Olmert, Zaken 370 (photo credit: Pool / Olivia Fitosi)
Olmert, Zaken 370
(photo credit: Pool / Olivia Fitosi)
Former prime minister Ehud Olmert said Monday that he was leaving court with his head held high after avoiding a six-month community service sentence in a conviction for breach of public trust. The court sentenced him to a one-year suspended sentence and fined him NIS 75,300.
“A few weeks ago I told the judges that I wanted to leave court standing tall, and today I leave court standing tall,” Olmert said at a brief press conference following the sentencing hearing in the Investment Center Affair.
“I said I would learn the lessons of the conviction,” Olmert added.
The sentencing is for the one minor crime of which Olmert was convicted in his Jerusalem District Court corruption trial – breach of public trust in the Investment Center Affair.
The suspended sentence is conditional, meaning Olmert would only have to serve prison time if he committed a similar crime in the next three years.
The ruling once again shocked pundits, who believed that Olmert had achieved a major victory by his acquittals and avoidance of the state seeking a conviction of moral turpitude, but that there was no way out of at least six months of community service as the most lenient penalty when his crime could even have carried prison time.
The Investment Center Affair involved Olmert improperly using his position as industry, trade and labor minister to favor friends and allies, most notably long-time friend and aide Uri Messer.
Reading their 27-page ruling in the sentencing, the judges noted that Olmert improperly favored Messer four times.
But at the same time, as a lenient consideration, the judges noted that neither Olmert himself nor Messer directly benefitted from Olmert’s actions, rather Messer’s clients benefitted.
Early on in reading the sentencing opinion, the court noted that breach of public trust was not a mere “technical” violation as some have termed it.
Rather, the court said it was a real crime and a crime particularly applicable to public servants.
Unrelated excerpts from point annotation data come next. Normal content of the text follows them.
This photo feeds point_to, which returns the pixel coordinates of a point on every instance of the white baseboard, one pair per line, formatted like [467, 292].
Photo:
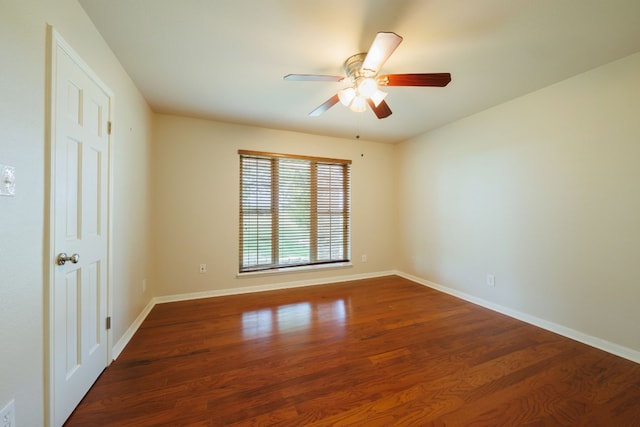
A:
[122, 342]
[270, 287]
[592, 341]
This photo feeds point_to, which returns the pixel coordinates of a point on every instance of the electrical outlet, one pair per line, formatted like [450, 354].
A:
[8, 415]
[491, 280]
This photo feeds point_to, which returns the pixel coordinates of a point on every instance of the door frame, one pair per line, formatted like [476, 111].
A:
[55, 41]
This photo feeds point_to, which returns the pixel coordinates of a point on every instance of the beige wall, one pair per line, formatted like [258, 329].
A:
[196, 202]
[23, 29]
[543, 192]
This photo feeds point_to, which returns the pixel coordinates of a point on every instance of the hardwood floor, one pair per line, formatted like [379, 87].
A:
[376, 352]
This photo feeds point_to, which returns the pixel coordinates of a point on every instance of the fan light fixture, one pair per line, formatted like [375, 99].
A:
[362, 79]
[363, 86]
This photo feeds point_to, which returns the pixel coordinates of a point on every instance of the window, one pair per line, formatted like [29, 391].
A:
[294, 211]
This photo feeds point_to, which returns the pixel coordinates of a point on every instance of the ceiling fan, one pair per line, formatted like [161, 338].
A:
[364, 81]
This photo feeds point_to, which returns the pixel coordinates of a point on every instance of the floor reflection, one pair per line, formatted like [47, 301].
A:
[294, 317]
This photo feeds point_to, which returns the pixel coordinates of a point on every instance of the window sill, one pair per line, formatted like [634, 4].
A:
[292, 270]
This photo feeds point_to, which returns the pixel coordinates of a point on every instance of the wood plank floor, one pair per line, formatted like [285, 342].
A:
[375, 352]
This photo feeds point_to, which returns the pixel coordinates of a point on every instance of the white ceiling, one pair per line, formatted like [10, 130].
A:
[224, 59]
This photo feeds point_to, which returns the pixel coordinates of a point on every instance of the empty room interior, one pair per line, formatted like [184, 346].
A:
[209, 217]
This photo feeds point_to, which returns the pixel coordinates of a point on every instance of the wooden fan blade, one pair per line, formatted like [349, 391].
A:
[382, 110]
[426, 79]
[381, 49]
[312, 78]
[324, 107]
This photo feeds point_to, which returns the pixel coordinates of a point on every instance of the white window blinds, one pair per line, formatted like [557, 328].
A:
[294, 211]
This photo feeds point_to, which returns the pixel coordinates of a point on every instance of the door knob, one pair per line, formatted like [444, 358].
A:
[63, 258]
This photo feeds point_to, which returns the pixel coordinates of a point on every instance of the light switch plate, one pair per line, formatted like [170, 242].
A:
[8, 415]
[7, 180]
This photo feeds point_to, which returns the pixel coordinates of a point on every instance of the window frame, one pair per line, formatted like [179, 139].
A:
[314, 213]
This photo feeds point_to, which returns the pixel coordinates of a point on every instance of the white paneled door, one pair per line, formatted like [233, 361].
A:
[80, 107]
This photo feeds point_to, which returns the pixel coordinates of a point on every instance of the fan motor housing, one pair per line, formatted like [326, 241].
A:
[353, 67]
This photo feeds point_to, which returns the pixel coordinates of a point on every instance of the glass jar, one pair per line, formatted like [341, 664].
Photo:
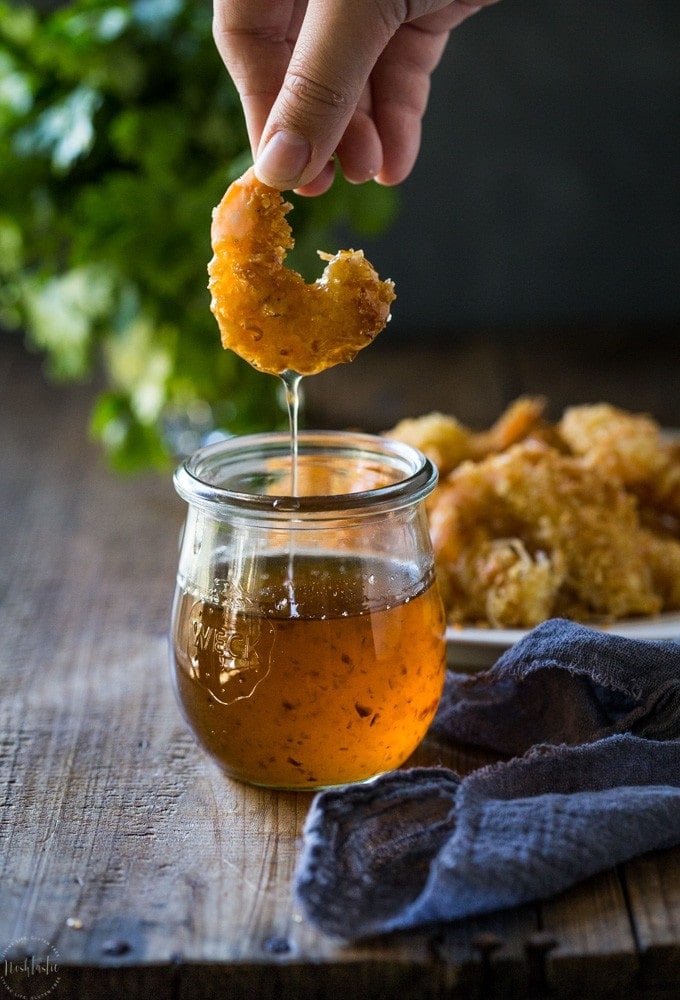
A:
[307, 627]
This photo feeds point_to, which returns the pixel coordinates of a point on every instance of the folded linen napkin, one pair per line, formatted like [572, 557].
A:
[593, 722]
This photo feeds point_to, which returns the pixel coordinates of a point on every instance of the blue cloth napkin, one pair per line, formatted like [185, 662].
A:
[590, 723]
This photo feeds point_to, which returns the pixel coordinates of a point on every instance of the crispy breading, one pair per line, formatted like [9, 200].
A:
[580, 518]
Olmert was acquitted in July of all serious crimes involving significant prison time in a host of affairs.
At oral argument three weeks ago, the state had recommended the court hand down a six-month prison sentence to be served through community service.
Olmert had said that having to give up his position as prime minister and four years of harrying litigation and inquisitions were penalties far greater than six months of community service.
He said that, therefore, he should be given no penalty and be left with his conviction.
Ultimately, the court mostly adopted Olmert’s arguments, concluding its opinion regarding Olmert with extended remarks about the special circumstances of having been forced to give up being prime minister and of his 35 years of service to the nation.
In some ways as shocking – or even more shocking from a legal perspective – was the lenient sentence of Shula Zaken.
The court gave former Olmert bureau chief Shula Zaken a mere nine-month suspended sentence. Zaken also received no prison time, despite being convicted of three crimes, two involving fraud.
Olmert’s lenient sentence was slightly more understandable from a legal perspective having not been convicted of fraud, but only breach of public trust. Fraud is a more severe crime and could have carried a much longer prison sentence.
The state had also surprised the country three weeks ago in sidestepping the issue of moral turpitude and suggesting to the court that the issue could be left on the back burner until and if Olmert ever decides to make a political comeback.
A finding of moral turpitude would have essentially ended Olmert’s political career since it prohibits participation in politics for seven years and Olmert will turn 67 on September 30.